機電（MEP）系統結構複雜，且經常與其他建築構件發生衝突，容易產生問題。這些衝突不僅影響施工效率，還可能導致不符合法規規定，進而直接影響建築性能與居住者安全。在目前的實務操作中，針對機械法規條文的解讀與合規檢查仍屬人工作業，需投入大量時間與專業知識。雖然已有研究探索大型語言模型（LLMs）在建築領域的應用，但針對如法規解讀與合規檢查等專業任務進行客製化開發的研究仍屬少數。本研究針對特定領域配置一套專用的大型語言模型，以提升建築法規檢核流程的效率與一致性。研究提出一種新方法，結合生成式人工智慧進行法規條文解釋，以及以 BIM 為基礎的自動化規則執行流程。此方法特別針對暖通空調（HVAC）系統中常見的空間衝突問題進行探討，因其管線複雜且尺寸龐大，最容易違反設計規範。選擇 HVAC 設計作為研究焦點，係因其合規性對於建築安全與運作功能至關重要。透過結合生成式 AI 與 BIM 工作流程，本研究旨在降低法規解讀所需的人工投入，並提供一套實用的方法，於設計階段即進行自動化合規檢查。

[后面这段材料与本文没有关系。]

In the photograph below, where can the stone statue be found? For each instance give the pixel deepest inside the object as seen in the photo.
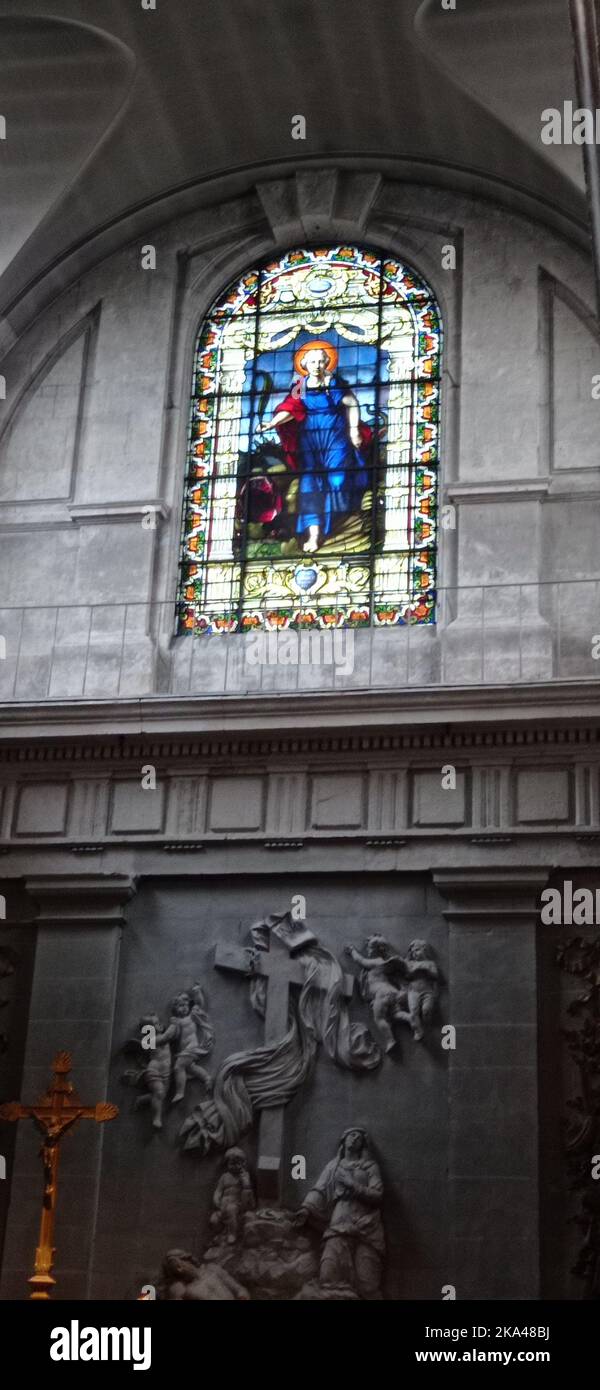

Mechanical, Electrical, and Plumbing (MEP) systems are complex and prone to issues since they often face clashes with other building elements. These clashes not only affect construction efficiency but can also lead to non-compliance with building codes, which directly impacts building performance and occupant safety. In current practice, interpreting mechanical code clauses and performing compliance checks remain manual tasks, requiring significant time and expert effort. While the use of Large Language Models (LLMs) has been explored in various construction-related studies, few have focused on developing tailored or customized LLMs for domain-specific tasks such as regulation interpretation and compliance checking. In this research, a domain-specific LLM was configured to improve the efficiency and consistency of the building code compliance checking process. The study proposes a new approach that integrates generative AI for interpreting building clauses with BIM-based automation for rule execution. The study explores how generative AI can assist in interpreting building code clauses, particularly those related to HVAC systems, which are often involved in spatial conflicts due to their complex routing and size. HVAC design is chosen as the focus because code compliance in these systems is critical to ensuring safe and functional building operation. By combining generative AI with BIM workflows, this research aims to reduce the manual effort in regulatory interpretation and offer a practical method for automating compliance checks during the design phase.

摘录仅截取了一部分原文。